Cemara udang Juniperus chinensis itu paling menonjol di antara peserta lain kontes bonsai di Lapangan Banteng, Jakarta Pusat pada 8 Mei 2016. Penampilannya memukau dengan diameter batang lebih 20 cm. Dewan juri mengganjar bonsai koleksi Henky Wahyu itu sebagai pemenang the best in size pada kategori large berukuran—91—120 cm dan extralarge (121—150 cm).

Menurut ketua dewan juri, T. Sukimto, bonsai itu memiliki gerak dasar yang sangat baik. Penampilan bonsai berukuran jumbo itu pun matang tanda telah lama dibentuk. Tata letak cabang dan ranting natural sehingga mirip pohon yang tumbuh di alam. Dengan melihat percabangannya, Sukimto memperkirakan masa pembentukannya mencapai 10 tahun atau lebih. Lama pembentukan tampak dari cabang yang besar dan semuanya meliuk-liuk.
Pemenang lain

Di kelas medium size, bonsai phusu batu koleksi Sony Yanto asal Lampung tampil sebagai yang terbaik di kategori ukuran sedang, yaitu 60—90 cm. Menurut Sukimto sejatinya phusu itu tidak masuk dalam the best ten. “Namun, di kelas menengah itu ia meraih nilai paling tinggi dibandingkan rival seukuran,” ujar juri yang lebih akrab dipanggil Akim itu. Phusu itu pun didaulat sebagai the best in size di kelas medium.

Keistimewaan phusu batu itu pada tata letak akar yang baik. “Kebanyakan kaki phusu batu pincang. Selama ini sulit membentuk kaki phusu batu yang baik. Mungkin di situ angkanya tinggi,” ujar Akim. Percabangannya pun sudah matang dan sangat layak diekspose sehingga terlihat keistimewaannya. Gaya dasarnya pun sudah baik. Batang dan cabang lebih kaku, seperti serut. Itu karena karakternya “keras”.

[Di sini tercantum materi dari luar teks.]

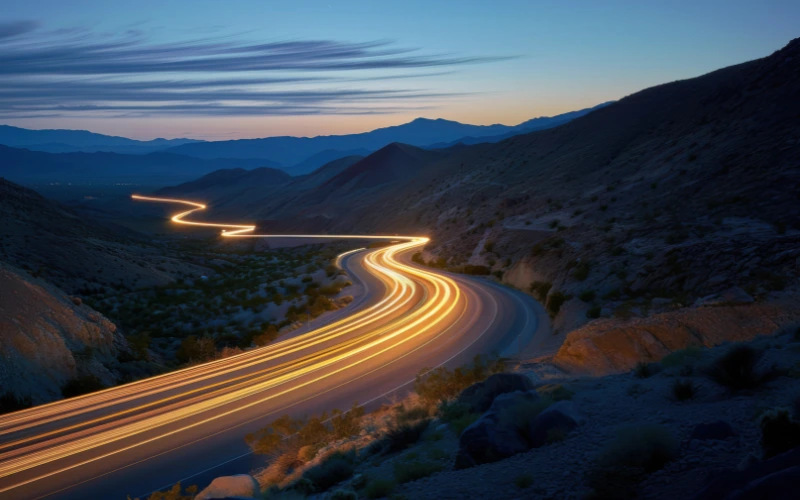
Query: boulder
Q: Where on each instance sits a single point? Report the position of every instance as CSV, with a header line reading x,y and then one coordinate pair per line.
x,y
479,397
488,440
719,430
239,486
563,416
510,399
777,478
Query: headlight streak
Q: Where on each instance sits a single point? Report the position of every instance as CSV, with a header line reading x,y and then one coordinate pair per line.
x,y
167,400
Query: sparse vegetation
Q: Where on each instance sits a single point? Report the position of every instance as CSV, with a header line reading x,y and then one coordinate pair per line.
x,y
405,472
737,369
443,384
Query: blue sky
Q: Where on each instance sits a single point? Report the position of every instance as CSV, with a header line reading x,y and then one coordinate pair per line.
x,y
234,69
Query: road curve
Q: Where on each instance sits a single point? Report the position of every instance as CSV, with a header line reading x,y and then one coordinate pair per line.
x,y
189,425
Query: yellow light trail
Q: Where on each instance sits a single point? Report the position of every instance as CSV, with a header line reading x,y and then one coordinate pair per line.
x,y
60,436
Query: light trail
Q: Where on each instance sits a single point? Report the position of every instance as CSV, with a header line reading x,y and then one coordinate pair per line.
x,y
415,310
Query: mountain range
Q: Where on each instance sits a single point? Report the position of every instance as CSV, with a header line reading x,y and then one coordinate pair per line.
x,y
295,155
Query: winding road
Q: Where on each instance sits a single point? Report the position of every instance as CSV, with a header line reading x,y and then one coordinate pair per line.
x,y
189,425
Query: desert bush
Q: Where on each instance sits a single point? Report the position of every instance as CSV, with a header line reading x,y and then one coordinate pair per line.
x,y
347,424
737,369
344,495
379,488
581,271
779,432
175,493
643,370
458,425
524,411
443,384
647,446
449,411
682,357
556,392
401,437
336,468
683,390
524,481
405,472
554,302
540,289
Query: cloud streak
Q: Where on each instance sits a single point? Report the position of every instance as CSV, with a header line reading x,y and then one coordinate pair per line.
x,y
76,72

Penghargaan terakhir untuk peserta lomba ialah the best in size di kelas small yang diberikan ke bonsai anting putri milik Farid, pehobi di Jakarta. Di kelas itu bertanding bonsai berukuran kurang dari 15 cm (mame) dan 16—30 cm (small). Pohon mini itu cukup tinggi nilainya sehingga menduduki peringkat ke-10. Menurut Sukimto daya tarik bonsai kecil itu pada akar yang kokoh mencengkeram tanah, dengan percabangan yang seimbang.

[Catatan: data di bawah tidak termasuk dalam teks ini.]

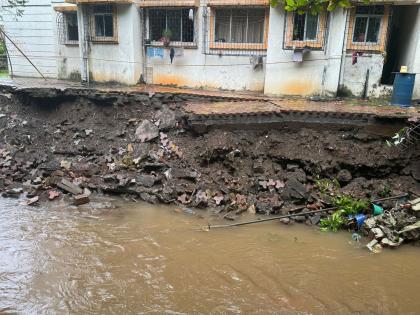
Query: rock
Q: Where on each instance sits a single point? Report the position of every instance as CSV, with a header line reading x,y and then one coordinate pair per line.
x,y
299,218
146,131
377,233
166,118
295,190
411,232
374,246
13,193
81,200
315,219
344,176
70,187
146,180
285,221
388,243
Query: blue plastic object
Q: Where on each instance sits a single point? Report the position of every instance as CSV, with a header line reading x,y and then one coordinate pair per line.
x,y
360,219
403,89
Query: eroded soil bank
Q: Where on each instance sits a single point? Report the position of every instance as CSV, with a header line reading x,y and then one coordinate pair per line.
x,y
95,140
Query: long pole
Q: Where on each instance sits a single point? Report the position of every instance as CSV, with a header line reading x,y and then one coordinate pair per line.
x,y
17,47
209,227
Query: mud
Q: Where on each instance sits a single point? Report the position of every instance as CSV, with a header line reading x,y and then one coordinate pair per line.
x,y
93,140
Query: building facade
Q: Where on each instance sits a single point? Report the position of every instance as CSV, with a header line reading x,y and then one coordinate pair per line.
x,y
223,44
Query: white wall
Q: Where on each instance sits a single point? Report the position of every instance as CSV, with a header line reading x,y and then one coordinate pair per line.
x,y
119,62
33,33
198,70
317,74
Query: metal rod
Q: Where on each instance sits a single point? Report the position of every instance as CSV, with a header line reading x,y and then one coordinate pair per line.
x,y
17,47
209,227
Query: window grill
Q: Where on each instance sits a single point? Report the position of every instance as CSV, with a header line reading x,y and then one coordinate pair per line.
x,y
305,31
367,28
67,28
171,26
237,31
103,23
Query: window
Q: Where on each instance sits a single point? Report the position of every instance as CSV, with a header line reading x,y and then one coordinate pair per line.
x,y
305,27
71,27
174,25
239,25
239,28
368,27
104,23
305,30
367,24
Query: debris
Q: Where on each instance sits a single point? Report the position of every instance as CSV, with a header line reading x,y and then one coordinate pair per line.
x,y
70,187
146,131
374,246
52,194
81,200
31,201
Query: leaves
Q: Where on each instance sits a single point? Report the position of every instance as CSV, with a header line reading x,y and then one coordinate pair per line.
x,y
312,6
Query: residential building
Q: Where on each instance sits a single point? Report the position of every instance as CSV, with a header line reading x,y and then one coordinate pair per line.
x,y
223,44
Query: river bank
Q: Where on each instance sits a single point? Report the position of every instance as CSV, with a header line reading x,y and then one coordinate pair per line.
x,y
57,143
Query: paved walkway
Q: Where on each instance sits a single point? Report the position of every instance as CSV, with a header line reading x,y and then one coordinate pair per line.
x,y
239,102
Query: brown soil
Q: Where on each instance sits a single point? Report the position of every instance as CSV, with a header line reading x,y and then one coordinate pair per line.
x,y
231,171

Alur dari batang, ke cabang, ke ranting, dan anak ranting ukurannya mengecil secara proporsional. Percabangan pun rimbun. Namun, proses pembentukannya masih panjang. Kematangan pohon pun lumayan baik. Diperkirakan 2—3 tahun ke depan daun-daunnya sudah sangat rimbun, terutama saat cucu ranting kian rapat dan daun makin padat. Karena anting putri memiliki daun lebar, sehingga idealnya ia ditampilkan tanpa daun atau tunas baru muncul.
Menurut Sukimto secara keseluruhan kualitas peserta sangat baik. Itu tampak dari jumlah peserta lomba sebanyak 116 pot dan 4 peserta ekshibisi. Dari 116 bonsai, sebanyak 71 pot meraih pita merah yang berarti kualitas sangat baik. Sebanyak 42 pot meraih pita hijau—ber kualitas baik, serta 3 pot berkualitas cukup. Dengan demikian sebanyak, 113 pot lolos untuk berkompetisi pada kontes yang berkualitas lebih tinggi (madya).

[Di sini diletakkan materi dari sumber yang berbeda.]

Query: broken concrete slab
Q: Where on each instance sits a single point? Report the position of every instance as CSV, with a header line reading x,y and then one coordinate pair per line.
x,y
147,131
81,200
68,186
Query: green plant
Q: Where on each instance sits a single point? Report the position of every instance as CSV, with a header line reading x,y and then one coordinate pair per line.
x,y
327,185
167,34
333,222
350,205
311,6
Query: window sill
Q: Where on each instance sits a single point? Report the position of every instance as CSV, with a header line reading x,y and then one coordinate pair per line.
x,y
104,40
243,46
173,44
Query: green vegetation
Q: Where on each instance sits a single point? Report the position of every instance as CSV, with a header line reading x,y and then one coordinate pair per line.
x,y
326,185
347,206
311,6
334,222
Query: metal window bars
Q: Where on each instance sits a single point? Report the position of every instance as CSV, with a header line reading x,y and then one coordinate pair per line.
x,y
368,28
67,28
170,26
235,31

Menurut ketua pelaksana lomba, Ujang, adu keindahan bonsai tingkat Jakarta dan sekitarnya itu digelar oleh Perhimpunan Penggemar Bonsai Indonesia (PPBI) Cabang Jakarta. Pada kontes regional Jakarta itu, sebanyak 120 pot bonsai ikut berpartisipasi. Pehobi dari berbagai kota seperti Jakarta dan sekitarnya, Lampung, serta Ponorogo menyemarkkan lomba. Semua peserta tampil untuk pertama kalinya dalam kontes. Mereka dinilai oleh 3 juri, yakni: Maya Rusmayadi (Bandung), Gunardi (Jakarta), dan Toto (Bekasi). (Syah Angkasa)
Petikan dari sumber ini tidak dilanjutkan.